Substitution on string in perl changes string to an integer value

Question

I am trying to do delete some characters matching a regex in perl and when I do that it returns an integer value.

I have tried substituting multiple spaces in a string with empty string or basically deleting the space.

#! /usr/intel/bin/perl

my $line = "foo/\\bar car"; 
print "$line\n";
#$line = ~s/(\\|(\s)+)+//; <--Ultimately need this, where backslash and space needs to be deleted. Tried this, returns integer value
$line = ~s/\s+//; <-- tried this, returns integer value
print "$line\n"; 

Expected results:
First print: foo/\bar car
Second print: foo/barcar

Actual result:
First print: foo/\\bar car
Second print: 18913234908

Answer 1

You've already accepted an answer, but I thought it would be useful to give you a few more details.

As you now know,

$line = ~s/\s+//;

is completely different to:

$line =~ s/\s+//;

You wanted the second, but you typed the first. So what did you end up with?

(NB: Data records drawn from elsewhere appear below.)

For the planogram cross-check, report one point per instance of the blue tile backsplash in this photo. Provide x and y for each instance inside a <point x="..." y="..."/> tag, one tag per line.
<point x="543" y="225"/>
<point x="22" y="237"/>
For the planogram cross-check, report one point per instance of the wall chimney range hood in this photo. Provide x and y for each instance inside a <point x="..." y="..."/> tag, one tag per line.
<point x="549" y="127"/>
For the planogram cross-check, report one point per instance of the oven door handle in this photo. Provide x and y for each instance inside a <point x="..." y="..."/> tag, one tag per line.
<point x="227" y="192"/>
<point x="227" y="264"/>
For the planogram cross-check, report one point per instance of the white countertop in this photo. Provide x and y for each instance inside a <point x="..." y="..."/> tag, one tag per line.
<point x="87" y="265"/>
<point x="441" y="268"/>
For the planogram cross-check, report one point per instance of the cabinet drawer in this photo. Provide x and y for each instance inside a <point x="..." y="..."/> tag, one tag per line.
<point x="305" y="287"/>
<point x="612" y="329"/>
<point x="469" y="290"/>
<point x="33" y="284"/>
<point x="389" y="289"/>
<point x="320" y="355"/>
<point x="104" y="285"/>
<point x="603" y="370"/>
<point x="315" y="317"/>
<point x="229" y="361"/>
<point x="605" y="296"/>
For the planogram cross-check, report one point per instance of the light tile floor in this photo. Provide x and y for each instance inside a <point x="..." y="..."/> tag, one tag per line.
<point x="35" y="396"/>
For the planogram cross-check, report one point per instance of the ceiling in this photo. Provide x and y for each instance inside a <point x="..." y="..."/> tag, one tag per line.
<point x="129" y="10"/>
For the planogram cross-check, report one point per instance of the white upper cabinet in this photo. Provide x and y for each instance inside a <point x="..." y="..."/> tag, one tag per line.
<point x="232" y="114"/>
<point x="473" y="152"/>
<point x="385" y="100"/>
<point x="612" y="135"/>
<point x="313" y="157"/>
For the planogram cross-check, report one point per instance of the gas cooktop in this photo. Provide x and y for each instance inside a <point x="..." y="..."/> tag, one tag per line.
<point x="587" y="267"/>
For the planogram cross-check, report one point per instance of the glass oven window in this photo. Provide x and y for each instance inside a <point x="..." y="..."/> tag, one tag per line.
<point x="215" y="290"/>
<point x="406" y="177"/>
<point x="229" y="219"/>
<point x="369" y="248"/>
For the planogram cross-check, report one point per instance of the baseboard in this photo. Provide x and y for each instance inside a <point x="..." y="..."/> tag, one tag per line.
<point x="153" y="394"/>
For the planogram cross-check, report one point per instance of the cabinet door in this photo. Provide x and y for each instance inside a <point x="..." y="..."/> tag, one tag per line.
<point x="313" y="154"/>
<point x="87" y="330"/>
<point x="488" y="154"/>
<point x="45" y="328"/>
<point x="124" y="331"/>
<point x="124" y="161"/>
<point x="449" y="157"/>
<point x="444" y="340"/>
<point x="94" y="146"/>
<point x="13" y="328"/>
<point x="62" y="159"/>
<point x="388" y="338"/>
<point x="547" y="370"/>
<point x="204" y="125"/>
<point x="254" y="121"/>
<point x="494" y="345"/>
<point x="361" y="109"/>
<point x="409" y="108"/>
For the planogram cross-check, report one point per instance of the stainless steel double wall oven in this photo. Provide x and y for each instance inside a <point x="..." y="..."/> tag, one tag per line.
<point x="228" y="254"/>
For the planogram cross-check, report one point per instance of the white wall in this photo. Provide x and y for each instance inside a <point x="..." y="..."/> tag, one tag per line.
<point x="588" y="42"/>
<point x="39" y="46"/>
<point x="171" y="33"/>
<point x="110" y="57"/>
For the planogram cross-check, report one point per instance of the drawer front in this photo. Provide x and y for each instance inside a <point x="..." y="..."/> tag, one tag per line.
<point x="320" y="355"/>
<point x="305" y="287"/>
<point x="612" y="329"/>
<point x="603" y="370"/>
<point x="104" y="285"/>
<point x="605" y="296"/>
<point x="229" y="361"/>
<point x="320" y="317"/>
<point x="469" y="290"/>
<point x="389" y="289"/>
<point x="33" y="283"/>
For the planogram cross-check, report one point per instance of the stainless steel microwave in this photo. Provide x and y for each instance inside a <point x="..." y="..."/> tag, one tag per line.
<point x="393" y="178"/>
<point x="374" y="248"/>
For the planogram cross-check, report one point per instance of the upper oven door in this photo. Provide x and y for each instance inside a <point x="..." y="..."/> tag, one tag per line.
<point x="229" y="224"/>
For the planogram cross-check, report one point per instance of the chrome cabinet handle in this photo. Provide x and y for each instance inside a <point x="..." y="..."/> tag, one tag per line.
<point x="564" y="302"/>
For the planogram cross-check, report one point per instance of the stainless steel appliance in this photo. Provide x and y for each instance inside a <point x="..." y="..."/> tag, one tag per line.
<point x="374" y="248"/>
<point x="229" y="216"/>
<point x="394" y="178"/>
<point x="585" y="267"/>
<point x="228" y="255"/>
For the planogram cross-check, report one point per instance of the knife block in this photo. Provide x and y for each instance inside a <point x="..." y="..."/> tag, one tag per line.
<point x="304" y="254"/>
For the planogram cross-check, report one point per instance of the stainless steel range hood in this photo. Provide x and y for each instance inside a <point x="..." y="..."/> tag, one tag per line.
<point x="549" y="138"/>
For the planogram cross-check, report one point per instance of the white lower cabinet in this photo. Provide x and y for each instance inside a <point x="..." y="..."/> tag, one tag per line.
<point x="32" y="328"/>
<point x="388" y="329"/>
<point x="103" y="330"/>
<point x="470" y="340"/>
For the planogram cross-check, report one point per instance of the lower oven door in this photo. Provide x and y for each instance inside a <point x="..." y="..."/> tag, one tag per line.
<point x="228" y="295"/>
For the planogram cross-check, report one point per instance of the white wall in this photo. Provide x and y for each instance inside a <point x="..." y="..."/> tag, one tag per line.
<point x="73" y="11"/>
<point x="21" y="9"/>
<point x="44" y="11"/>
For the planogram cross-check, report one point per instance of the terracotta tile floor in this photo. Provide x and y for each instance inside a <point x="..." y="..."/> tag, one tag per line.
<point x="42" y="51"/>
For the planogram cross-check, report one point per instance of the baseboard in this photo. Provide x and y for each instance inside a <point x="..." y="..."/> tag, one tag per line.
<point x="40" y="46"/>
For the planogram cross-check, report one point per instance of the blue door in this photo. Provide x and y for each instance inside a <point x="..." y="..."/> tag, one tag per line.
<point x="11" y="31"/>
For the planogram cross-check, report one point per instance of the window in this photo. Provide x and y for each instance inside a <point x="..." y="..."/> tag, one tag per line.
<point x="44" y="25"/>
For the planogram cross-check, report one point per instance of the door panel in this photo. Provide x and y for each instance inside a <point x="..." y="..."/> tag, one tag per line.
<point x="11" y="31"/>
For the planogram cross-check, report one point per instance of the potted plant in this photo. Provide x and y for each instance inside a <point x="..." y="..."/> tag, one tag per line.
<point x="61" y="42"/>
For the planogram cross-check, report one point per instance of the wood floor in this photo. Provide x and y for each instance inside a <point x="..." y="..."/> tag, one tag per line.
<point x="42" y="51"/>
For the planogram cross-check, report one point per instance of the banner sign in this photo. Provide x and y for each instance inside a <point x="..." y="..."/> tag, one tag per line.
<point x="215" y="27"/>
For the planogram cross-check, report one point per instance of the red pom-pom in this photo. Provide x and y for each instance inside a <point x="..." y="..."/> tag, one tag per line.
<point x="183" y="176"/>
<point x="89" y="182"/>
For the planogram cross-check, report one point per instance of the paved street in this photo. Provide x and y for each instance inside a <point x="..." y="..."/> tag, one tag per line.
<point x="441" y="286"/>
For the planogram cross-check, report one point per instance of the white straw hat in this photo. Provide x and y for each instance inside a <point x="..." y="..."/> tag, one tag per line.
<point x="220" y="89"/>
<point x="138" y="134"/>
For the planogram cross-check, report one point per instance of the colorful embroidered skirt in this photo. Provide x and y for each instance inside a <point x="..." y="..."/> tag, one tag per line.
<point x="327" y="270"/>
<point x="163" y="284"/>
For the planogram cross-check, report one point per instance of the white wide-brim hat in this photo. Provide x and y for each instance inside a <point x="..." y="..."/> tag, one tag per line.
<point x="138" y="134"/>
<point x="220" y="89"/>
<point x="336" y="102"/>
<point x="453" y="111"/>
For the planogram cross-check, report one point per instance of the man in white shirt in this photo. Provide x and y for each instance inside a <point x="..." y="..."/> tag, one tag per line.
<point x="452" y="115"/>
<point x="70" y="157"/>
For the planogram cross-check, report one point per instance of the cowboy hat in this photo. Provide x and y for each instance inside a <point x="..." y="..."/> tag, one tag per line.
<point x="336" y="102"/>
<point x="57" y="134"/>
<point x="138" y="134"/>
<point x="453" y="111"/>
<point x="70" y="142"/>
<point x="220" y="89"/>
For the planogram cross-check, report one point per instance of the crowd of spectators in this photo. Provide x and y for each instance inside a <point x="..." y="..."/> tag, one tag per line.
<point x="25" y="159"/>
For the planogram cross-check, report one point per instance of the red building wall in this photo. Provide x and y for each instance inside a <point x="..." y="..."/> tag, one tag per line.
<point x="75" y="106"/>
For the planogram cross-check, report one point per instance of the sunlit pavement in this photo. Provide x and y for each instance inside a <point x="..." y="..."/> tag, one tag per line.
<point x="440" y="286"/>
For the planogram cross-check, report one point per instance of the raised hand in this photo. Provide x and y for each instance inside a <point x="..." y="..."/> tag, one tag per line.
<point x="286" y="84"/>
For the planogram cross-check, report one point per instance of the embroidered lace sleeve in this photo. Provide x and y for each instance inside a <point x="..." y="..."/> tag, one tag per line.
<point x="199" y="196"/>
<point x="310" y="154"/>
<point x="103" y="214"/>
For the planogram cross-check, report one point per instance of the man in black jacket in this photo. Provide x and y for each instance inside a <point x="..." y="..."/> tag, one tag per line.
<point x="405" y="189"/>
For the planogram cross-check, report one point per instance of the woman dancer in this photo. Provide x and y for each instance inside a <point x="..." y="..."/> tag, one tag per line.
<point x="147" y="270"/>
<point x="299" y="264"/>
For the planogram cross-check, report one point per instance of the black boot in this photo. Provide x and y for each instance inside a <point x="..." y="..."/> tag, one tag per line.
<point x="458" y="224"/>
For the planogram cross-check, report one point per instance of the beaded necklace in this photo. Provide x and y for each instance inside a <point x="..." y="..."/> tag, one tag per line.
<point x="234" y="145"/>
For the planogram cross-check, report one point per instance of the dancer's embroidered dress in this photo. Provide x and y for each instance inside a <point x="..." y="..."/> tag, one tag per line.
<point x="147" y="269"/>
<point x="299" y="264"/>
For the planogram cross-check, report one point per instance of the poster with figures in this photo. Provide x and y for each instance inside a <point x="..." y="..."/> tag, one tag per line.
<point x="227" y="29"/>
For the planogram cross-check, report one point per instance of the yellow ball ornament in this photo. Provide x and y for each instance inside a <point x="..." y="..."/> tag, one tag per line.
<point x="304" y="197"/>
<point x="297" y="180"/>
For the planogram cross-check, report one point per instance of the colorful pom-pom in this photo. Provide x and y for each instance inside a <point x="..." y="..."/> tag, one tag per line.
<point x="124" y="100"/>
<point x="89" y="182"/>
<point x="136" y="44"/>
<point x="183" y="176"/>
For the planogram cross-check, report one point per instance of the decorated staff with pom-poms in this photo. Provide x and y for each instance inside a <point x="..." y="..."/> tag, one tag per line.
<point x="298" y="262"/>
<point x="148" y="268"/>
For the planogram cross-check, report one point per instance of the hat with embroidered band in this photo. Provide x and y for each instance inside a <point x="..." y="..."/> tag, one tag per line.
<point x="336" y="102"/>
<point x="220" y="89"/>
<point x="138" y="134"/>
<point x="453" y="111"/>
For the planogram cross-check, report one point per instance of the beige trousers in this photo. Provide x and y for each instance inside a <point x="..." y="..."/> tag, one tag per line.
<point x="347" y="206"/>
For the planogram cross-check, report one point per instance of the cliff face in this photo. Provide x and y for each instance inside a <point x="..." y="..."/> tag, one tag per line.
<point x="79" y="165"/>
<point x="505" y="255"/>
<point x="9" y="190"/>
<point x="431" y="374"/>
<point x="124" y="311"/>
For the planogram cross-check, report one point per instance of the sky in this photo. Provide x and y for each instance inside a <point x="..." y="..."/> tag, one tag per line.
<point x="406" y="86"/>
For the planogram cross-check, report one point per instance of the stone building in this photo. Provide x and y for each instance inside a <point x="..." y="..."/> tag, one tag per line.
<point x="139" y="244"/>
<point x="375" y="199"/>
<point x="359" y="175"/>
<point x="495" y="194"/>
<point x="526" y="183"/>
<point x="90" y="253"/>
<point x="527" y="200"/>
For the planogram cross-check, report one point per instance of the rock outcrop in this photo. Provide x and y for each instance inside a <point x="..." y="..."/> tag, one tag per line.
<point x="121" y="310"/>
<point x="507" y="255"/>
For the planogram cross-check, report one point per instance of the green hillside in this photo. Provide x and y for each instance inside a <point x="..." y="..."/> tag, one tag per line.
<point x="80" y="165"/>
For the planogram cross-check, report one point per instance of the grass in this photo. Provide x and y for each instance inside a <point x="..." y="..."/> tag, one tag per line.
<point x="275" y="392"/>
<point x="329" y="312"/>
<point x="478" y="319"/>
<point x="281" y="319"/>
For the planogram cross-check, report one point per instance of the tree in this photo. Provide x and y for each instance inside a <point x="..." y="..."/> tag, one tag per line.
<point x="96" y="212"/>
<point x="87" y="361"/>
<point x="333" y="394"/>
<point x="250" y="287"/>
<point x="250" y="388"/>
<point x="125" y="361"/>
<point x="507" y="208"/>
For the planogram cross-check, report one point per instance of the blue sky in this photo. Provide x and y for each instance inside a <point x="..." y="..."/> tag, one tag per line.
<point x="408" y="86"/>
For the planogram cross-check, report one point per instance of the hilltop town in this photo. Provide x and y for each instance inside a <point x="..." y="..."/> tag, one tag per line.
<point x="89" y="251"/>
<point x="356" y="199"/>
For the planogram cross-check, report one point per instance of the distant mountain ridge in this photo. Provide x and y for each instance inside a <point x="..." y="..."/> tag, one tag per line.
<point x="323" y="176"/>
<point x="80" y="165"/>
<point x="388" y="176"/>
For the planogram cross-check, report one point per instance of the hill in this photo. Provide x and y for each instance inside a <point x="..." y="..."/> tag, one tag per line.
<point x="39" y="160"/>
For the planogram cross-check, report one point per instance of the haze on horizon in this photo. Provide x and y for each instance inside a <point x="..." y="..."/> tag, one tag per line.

~ is "bitwise negation operator". That is, it converts its argument to a binary number and then bit-flips that number - all the zeroes become ones and all the ones become zeros.

So you're asking for the bitwise negation of s/\s+//. Which means the bitwise negation works on the value returned by s/\s+//. And the value returned by a substitution is the number of substitutions made.

We can now work out all of the details.

• s/\s+// carries out your substitution and returns the number of substitutions made (an integer).
• ~s/\s+// returns the bitwise negation of the integer returned by the substitution (which is also an integer).
• $line = ~s/\s+// takes that second integer and assigns it to the variable $line.

Probably, the first step returns 1 (you don't use /g on your s/.../.../, so only one substitution will be made). It's easy enough to get the bitwise negation of 1.

$ perl -E'say ~1'
18446744073709551614

So that might well be the integer that you're seeing (although it might be different on a 32-bit system).

Answer 2

The proper solution is

$line =~ s/[\s\\]+//g;

Note:

• g flag to substitute all occurrences
• no space between = and ~

=~ is a single operator, binding the substitution operator s to the target variable $line.

Inserting a space (as in your code) means s binds to the default target, $_, because there is no explicit target, and then the return value (which is the number of substitutions made) has all its bits inverted (unary ~ is bitwise complement) and is assigned to $line.

In other words,

$line = ~ s/...//

parses as

$line = ~(s/...//)

which is equivalent to

$line = ~($_ =~ s/...//)

If you had enabled use warnings, you would've gotten the following message:

Use of uninitialized value $_ in substitution (s///) at prog.pl line 6.